Harriet had been Seth’s nurse for at least thirty years. She ran the office with all the precision of a Prussian officer, sometimes to Seth’s chagrin when she chastised him for his lack of external organization. Though he wasn’t the most orderly of men, he possessed an internal sense of order that served him well enough. He needed someone like Harriet, and her impending retirement might well be contributing to his recent bouts of melancholy. She’d been encouraging him to start the process of hiring her replacement, but he’d dragged his feet, probably because he didn’t want to face the reality of her leaving. Call it denial.
 
 
“We all worry about Seth,” I said, taking a chair next to her desk.
 
 
She spoke even more softly now. “Dr. Jenny says she thinks he’s concerned about losing some of his patients. And I think she’s worried about that herself.”
 
 
My eyebrows went up. “Has that been happening very much?” I asked.
 
 
She nodded, her expression serious. “Too much,” she said for emphasis. “It’s like people who’ve been patients for years have suddenly decided he’s too—how shall I say it, Jessica?—that he’s too old-fashioned, out of touch with what’s new in medicine.”
 
 
I came forward in my chair. “That’s simply not true,” I said. “Seth keeps up with medical advances as well as any other physician.”
 
 
“You and I know that, Mrs. Fletcher, but try telling it to someone who’s made up his or her mind. Patients can be so stubborn.”
 
 
Doctors, too
, I thought,
including Seth Hazlitt
. His stubbornness came to the fore more in his personal life than in his medical practice. But he could be hardheaded, too, at times, when challenged by a patient who was more interested in talking than listening.
 
 
“Like Mrs. Kalisch,” Harriet continued, obviously eager to vent her feelings to someone with whom she felt comfortable. “She’s been a patient of Dr.
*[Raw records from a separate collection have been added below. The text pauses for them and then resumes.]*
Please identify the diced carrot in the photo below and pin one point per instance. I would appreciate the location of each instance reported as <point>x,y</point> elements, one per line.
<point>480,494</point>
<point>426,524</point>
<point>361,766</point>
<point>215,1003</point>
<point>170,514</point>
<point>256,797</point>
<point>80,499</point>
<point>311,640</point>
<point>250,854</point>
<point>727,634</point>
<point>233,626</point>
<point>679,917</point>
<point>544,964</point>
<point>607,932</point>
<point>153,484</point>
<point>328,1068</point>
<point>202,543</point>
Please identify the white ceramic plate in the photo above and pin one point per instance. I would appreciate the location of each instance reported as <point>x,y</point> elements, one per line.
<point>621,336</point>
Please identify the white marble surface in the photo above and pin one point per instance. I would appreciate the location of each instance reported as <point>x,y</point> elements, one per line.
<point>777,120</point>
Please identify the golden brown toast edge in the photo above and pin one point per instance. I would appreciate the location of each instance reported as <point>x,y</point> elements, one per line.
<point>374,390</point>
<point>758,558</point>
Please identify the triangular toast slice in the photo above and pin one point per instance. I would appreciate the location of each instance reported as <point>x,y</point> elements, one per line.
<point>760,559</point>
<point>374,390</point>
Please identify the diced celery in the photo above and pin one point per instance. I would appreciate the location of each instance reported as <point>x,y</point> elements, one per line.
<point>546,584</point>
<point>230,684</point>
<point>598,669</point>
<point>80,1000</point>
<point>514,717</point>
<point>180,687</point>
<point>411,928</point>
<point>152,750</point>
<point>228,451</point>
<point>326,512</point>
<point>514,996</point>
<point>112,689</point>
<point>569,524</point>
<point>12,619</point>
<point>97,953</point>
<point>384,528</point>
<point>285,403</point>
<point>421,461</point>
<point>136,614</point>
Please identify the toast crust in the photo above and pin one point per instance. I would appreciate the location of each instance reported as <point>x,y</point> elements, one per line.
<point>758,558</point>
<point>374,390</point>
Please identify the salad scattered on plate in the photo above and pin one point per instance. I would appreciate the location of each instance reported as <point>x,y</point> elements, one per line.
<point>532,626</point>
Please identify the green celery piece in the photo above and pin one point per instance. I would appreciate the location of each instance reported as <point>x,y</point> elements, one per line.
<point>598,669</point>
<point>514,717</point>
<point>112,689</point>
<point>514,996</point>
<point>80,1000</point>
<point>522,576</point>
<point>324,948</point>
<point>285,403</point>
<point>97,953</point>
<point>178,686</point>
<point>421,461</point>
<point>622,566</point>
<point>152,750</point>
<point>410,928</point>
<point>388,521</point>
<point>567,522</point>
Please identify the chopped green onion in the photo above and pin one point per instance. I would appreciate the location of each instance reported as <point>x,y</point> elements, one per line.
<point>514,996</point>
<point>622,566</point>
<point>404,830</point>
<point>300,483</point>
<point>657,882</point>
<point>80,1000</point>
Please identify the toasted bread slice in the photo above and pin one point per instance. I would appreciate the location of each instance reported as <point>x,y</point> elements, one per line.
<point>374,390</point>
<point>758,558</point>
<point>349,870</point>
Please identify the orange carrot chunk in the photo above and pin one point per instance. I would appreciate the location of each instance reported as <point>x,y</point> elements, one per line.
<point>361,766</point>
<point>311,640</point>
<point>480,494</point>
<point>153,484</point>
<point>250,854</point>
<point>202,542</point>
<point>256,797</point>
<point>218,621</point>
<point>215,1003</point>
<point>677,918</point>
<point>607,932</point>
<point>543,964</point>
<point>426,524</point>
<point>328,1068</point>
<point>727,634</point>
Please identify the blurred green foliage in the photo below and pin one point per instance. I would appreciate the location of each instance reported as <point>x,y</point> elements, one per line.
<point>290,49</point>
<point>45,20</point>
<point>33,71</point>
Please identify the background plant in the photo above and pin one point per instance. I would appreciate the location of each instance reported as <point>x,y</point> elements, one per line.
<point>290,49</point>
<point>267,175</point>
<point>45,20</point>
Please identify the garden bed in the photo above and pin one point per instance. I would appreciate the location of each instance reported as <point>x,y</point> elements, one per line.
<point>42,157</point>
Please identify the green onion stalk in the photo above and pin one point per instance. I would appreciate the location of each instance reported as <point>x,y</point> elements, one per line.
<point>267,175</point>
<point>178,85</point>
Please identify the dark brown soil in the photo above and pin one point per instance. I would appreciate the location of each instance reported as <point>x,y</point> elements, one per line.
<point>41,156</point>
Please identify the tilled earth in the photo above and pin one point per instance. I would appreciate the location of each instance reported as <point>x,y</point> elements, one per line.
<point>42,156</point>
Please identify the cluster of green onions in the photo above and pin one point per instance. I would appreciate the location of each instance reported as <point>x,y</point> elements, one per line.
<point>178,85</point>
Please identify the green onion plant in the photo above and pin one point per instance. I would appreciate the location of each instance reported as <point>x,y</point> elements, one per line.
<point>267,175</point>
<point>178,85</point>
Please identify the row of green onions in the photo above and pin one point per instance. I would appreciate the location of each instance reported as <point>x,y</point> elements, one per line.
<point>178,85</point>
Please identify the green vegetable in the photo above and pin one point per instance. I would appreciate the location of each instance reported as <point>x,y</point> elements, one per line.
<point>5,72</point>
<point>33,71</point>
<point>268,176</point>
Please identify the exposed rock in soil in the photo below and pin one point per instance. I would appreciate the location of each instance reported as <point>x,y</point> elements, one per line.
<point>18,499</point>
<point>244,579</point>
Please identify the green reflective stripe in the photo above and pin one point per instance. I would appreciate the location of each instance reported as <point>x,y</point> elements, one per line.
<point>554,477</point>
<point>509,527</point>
Hazlitt’s for years. He’s treated her entire family. She arrived for an appointment the other day and informed him that she was going to switch to Dr. Boyle out at the industrial park, and wanted us to transmit her entire medical file to his office.”
 
 
“I saw her arrive there this morning. I was at the park for the fireworks demonstration.”
 
 
“I felt so sorry for Doc,” she said. “When he told me to arrange to transfer her records to Dr. Boyle, I thought he might start crying.”
 
 
I decided that Harriet was overstating things, but didn’t voice my feeling. Instead, I said, “Well, people do change doctors now and then.”
 
 
“For good reasons, I’m sure, Mrs. Fletcher, but Agnes Kalisch doesn’t have a good reason. It’s like she’s infatuated with Dr. Boyle’s high-tech equipment and his ads in the newspaper. I told Doc that maybe he should start advertising.”
 
 
A laugh erupted from me. “I can just imagine his reaction to that suggestion.”
 
 
She joined me with her own laugh. “He sputtered and complained about doctors advertising their services. I thought he might start swearing, but he never did. He never uses four-letter words.”
 
 
“To his credit.”
 
 
The door opened and Seth held it for the patient he’d just seen.
 
 
“Hello, Jessica,” he said. “Feeling better?”
 
 
“I feel good,” I said, “except for the heat. It bleeds some of the energy right out of you.”
 
 
“Ayuh, that it does. Had a good chat with Harriet?”
 
 
“Yes.”
 
 
“I suppose she’s been tellin’ you that I’m grumpy and grouchy these days.”
 
 
“I would never say that to anyone,” Harriet said, her hand to her bosom.
 
 
“Yes, you would. Come on in, Jess, and let me take a look at you.”
 
 
He rolled down a fresh paper covering for the examining table in his treatment room, and I perched on the edge of the table.
 
 
“How was the fireworks demo this morning?” he asked.
 
 
“Interesting,” I replied. “A little too technical for me, but interesting nonetheless. I’d never realized how much goes into putting on a fireworks show—the number of people, the equipment, and all the permissions and safety considerations.”